Even the raging love that consumed her soul with hellish flames, flaring up at the moment of highest gratification, was aglow, now, with annihilating hatred… she feels that only the destruction of Don Juan can bring peace to her mortally troubled soul.

Hoffmann claims to interpret the opera “purely in terms of the music and ignoring the text.”

The idea that Anna just must have felt some passion for Don Giovanni persists in both criticism and staging, though usually in subtler form than William Mann’s astonishing pronouncement that she should be “pleasantly raped.” Funnily enough, some of these analyses also claim to rest on an interpretation of the music rather than the text, but reach very different conclusions from Hoffmann. Alfred Einstein and, most convolutedly, R.B. Moberly (Three Mozart Operas, 1967) read Donna Anna’s narration to Ottavio as deceptive and dishonest (the music supposedly betrays her), and interpret her ambivalence towards Don Ottavio not as grief or trauma but as a telltale sign of her secret passion for Don Giovanni. This analysis was thoroughly demolished by Julian Rushton in his Cambridge Opera Guide to Don Giovanni: “The real indecency here [that Anna cares for Giovanni rather than Ottavio] is to suggest, in line with the worst present-day mores, that she could not care so deeply about her father, nor be horrified by the attempt upon herself.”

Stage productions today often show a Donna Anna secretly in love with Don Giovanni. But they do this with an air of Freudian mystification as to the impulses of Woman. Anna turns up as an enigma who has no idea what she wants. To me this confusion seems quite directly contrary to her portrayal in any part of the opera text. This is a lady who knows exactly who she is and what she wants to do. Making her indecisive and infatuated reinforces a value system where the Don is a hero and woman is weak.
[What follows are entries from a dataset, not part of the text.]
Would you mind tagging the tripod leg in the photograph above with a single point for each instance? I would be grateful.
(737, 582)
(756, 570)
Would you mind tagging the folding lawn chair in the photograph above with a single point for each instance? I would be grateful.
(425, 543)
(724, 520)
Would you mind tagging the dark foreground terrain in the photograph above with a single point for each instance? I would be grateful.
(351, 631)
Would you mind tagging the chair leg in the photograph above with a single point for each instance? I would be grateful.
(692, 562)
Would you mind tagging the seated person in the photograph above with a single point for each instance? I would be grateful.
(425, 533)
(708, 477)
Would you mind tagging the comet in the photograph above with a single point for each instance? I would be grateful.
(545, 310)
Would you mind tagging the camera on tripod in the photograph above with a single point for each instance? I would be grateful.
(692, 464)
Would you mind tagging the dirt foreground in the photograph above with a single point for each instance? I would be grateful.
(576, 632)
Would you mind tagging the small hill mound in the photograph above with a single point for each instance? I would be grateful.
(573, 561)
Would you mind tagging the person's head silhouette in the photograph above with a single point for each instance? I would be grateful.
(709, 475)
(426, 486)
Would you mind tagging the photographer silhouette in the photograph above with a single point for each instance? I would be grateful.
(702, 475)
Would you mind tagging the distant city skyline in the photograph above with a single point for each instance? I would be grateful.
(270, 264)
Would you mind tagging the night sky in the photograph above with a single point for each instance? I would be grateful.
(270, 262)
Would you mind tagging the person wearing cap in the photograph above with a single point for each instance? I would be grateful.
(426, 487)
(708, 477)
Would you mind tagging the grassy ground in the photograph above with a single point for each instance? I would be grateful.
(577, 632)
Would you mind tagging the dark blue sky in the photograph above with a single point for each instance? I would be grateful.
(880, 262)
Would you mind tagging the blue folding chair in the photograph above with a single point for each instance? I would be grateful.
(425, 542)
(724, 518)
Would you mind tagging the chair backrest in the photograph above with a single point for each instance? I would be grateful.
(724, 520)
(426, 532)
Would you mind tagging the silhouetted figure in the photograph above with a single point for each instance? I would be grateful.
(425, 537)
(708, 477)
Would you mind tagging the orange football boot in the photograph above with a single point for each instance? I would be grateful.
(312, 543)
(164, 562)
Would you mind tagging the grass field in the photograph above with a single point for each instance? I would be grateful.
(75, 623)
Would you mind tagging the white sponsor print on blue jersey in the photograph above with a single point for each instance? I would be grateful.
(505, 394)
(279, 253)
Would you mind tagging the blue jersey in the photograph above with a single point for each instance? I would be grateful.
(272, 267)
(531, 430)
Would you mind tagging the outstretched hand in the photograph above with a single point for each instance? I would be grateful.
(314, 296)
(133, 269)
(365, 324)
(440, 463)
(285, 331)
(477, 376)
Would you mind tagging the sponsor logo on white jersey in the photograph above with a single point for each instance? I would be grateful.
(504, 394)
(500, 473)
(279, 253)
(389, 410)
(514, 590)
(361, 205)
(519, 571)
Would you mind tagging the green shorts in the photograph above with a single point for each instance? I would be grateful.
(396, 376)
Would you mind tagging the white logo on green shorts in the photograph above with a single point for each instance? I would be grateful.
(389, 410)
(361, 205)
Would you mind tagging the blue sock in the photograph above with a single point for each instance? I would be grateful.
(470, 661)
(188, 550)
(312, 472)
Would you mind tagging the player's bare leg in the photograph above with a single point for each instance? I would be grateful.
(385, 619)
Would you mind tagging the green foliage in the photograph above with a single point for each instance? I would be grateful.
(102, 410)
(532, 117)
I think there’s also a lot of pseudo-empowered “she is uncontrollably attracted to dangerous men and that makes her sexy,” which is all grounded in a big pile of patriarchy, as well as the mind-blowing assumptions cited by Rushton. Besides, isn’t her righteous anger pretty badass already?
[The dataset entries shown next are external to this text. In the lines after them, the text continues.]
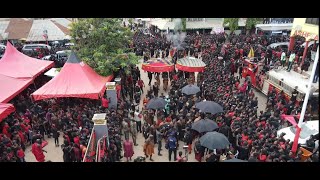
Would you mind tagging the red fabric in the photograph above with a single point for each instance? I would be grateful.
(289, 118)
(296, 140)
(18, 65)
(189, 69)
(38, 153)
(74, 80)
(20, 153)
(10, 86)
(157, 67)
(5, 110)
(105, 102)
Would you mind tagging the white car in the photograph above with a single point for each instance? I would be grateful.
(307, 128)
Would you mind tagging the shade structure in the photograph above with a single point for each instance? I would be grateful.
(18, 65)
(190, 64)
(234, 160)
(10, 87)
(5, 110)
(204, 125)
(214, 140)
(76, 79)
(251, 53)
(158, 65)
(190, 89)
(209, 107)
(156, 103)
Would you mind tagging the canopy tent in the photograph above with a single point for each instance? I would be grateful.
(10, 87)
(5, 110)
(76, 79)
(158, 65)
(190, 64)
(17, 65)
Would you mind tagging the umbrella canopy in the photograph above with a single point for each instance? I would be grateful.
(234, 160)
(190, 64)
(204, 125)
(214, 140)
(190, 89)
(156, 103)
(209, 107)
(157, 65)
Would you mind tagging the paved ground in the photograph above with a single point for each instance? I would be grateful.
(55, 153)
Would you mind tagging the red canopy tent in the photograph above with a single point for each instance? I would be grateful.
(76, 79)
(10, 87)
(18, 65)
(158, 65)
(5, 110)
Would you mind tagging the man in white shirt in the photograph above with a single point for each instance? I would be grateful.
(137, 118)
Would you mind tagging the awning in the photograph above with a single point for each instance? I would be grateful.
(190, 64)
(5, 110)
(274, 27)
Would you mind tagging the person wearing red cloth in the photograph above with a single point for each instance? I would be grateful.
(76, 140)
(21, 155)
(38, 151)
(105, 102)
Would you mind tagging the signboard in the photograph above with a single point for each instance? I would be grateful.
(218, 30)
(111, 85)
(307, 35)
(313, 55)
(99, 119)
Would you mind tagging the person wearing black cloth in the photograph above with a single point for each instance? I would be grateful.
(155, 89)
(150, 77)
(294, 95)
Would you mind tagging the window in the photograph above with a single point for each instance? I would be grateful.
(314, 21)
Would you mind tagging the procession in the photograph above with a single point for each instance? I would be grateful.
(160, 94)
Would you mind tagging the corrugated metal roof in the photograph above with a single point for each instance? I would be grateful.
(37, 31)
(18, 28)
(62, 21)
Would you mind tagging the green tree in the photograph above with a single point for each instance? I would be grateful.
(232, 23)
(103, 44)
(251, 23)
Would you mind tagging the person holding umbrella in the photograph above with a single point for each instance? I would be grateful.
(172, 146)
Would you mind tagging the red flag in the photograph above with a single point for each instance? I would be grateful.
(290, 118)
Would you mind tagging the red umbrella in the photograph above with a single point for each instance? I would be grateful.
(157, 65)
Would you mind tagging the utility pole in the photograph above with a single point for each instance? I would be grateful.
(305, 103)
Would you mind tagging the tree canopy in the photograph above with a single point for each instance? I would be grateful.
(232, 23)
(103, 43)
(252, 22)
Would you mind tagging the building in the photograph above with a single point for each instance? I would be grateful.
(34, 30)
(307, 28)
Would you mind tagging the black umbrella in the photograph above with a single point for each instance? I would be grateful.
(190, 89)
(209, 107)
(204, 125)
(234, 160)
(156, 103)
(214, 140)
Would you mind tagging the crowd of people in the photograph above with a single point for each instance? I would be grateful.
(252, 134)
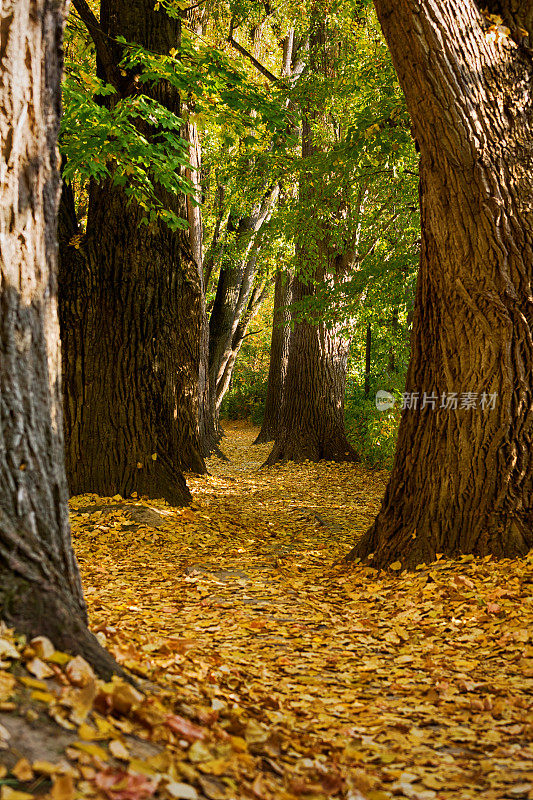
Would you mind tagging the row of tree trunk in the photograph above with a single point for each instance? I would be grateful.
(462, 481)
To echo Rushton, the real indecency here is how contemporary society just doesn’t take the word of a woman who says she’s been raped seriously. Donna Anna enjoyed it and is just feeling guilty because she revealed herself as a slut. This kind of rape denial shit is an enormous problem for women today everywhere, and this particular interpretation seems to be in line with the worst present-day mores.

For example, consider Anna’s actions here in Martin Kusej’s Salzburg production. I’m aware I’m considering this out of the context of the production, but it is the first scene.
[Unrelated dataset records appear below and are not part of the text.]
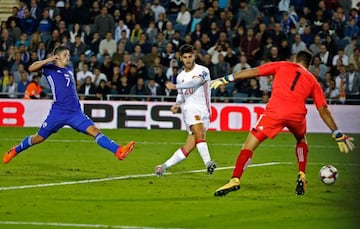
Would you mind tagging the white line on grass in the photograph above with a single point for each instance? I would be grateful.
(175, 143)
(79, 225)
(124, 177)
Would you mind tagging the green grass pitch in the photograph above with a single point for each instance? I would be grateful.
(128, 195)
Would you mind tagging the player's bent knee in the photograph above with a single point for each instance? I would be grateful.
(260, 136)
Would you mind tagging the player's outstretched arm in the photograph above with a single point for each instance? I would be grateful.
(38, 64)
(344, 142)
(248, 73)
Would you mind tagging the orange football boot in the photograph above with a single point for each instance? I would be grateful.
(9, 155)
(123, 151)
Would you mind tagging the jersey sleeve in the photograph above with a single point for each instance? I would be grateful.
(268, 68)
(318, 96)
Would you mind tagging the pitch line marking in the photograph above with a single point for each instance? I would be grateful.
(174, 143)
(80, 225)
(125, 177)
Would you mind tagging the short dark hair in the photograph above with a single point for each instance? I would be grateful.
(60, 49)
(305, 57)
(186, 48)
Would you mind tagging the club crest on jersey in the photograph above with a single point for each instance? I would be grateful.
(203, 75)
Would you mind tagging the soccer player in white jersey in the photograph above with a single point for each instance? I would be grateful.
(193, 97)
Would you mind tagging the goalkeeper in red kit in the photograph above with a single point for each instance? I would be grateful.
(293, 84)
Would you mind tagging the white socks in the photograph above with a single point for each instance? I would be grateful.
(204, 152)
(175, 158)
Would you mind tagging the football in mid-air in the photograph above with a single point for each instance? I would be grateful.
(328, 174)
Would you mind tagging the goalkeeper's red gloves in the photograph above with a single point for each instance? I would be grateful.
(344, 142)
(220, 81)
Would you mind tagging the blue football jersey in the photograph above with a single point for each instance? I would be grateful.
(63, 86)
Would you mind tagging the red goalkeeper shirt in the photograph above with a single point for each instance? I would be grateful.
(292, 86)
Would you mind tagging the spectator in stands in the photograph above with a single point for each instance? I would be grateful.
(10, 87)
(307, 37)
(160, 76)
(33, 58)
(80, 14)
(247, 14)
(352, 88)
(22, 40)
(325, 56)
(125, 65)
(349, 48)
(136, 34)
(82, 74)
(98, 76)
(88, 35)
(254, 92)
(139, 89)
(355, 59)
(66, 13)
(207, 20)
(315, 45)
(25, 55)
(183, 19)
(298, 45)
(114, 81)
(121, 26)
(107, 46)
(87, 90)
(34, 90)
(5, 40)
(230, 57)
(123, 88)
(18, 72)
(222, 95)
(250, 46)
(104, 23)
(76, 31)
(107, 67)
(157, 9)
(53, 10)
(332, 93)
(51, 43)
(154, 89)
(340, 56)
(22, 84)
(167, 55)
(77, 48)
(45, 25)
(142, 71)
(35, 10)
(221, 68)
(13, 16)
(323, 69)
(41, 51)
(34, 41)
(28, 24)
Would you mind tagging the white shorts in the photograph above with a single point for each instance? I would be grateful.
(194, 116)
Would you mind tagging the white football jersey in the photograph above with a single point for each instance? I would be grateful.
(197, 97)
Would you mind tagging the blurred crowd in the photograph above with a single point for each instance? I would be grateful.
(127, 50)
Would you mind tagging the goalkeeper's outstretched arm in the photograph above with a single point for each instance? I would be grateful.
(248, 73)
(344, 142)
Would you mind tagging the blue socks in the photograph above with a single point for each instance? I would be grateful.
(26, 143)
(106, 143)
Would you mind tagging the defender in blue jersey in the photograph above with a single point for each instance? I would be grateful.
(66, 109)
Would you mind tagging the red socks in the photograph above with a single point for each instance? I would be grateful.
(301, 155)
(242, 162)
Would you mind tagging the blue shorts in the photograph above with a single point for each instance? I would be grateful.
(56, 119)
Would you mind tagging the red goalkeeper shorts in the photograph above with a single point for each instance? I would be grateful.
(267, 127)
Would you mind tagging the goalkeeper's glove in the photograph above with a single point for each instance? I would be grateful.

This seems to be fairly typical these days with the exception of some by-the-books traditional productions. Francesca Zambello’s production when I saw it in London had Anna kissing the Don (though it’s done differently on the DVD, interestingly enough), and Jean-Louis Martinoty’s Viennese train wreck last December (pictured at the top of this post) gave her an S&M thing. I find it very disappointing that some productions that seem to have a lot of thought put into them (I am not including Martinoty here) still default to such a reflexively patriarchal portrayal.

Or take Calixto Bieito:

I can’t tell if Renée is entertaining second thoughts here or if this is just poorly staged:

Can’t we consider the Occam’s Razor of emotional decoding, the simplest solution, which is that Don Giovanni attempted or succeeded in raping Donna Anna and she was very angry about this? Apparently it’s not that easy.

Recommended non-patriarchal Don Giovanni reading:
Kristi Brown-Montesano, Understanding the Women of Mozart’s Operas. University of California Press, 2007.
Daniel Heartz, Mozart’s Operas. University of California Press, 1990.
Julian Rushton, Don Giovanni. Cambridge Opera Handbooks, Cambridge University Press, 1981.
Lydia Goehr and Daniel Herwitz, eds. The Don Giovanni Moment. Columbia University Press, 2008.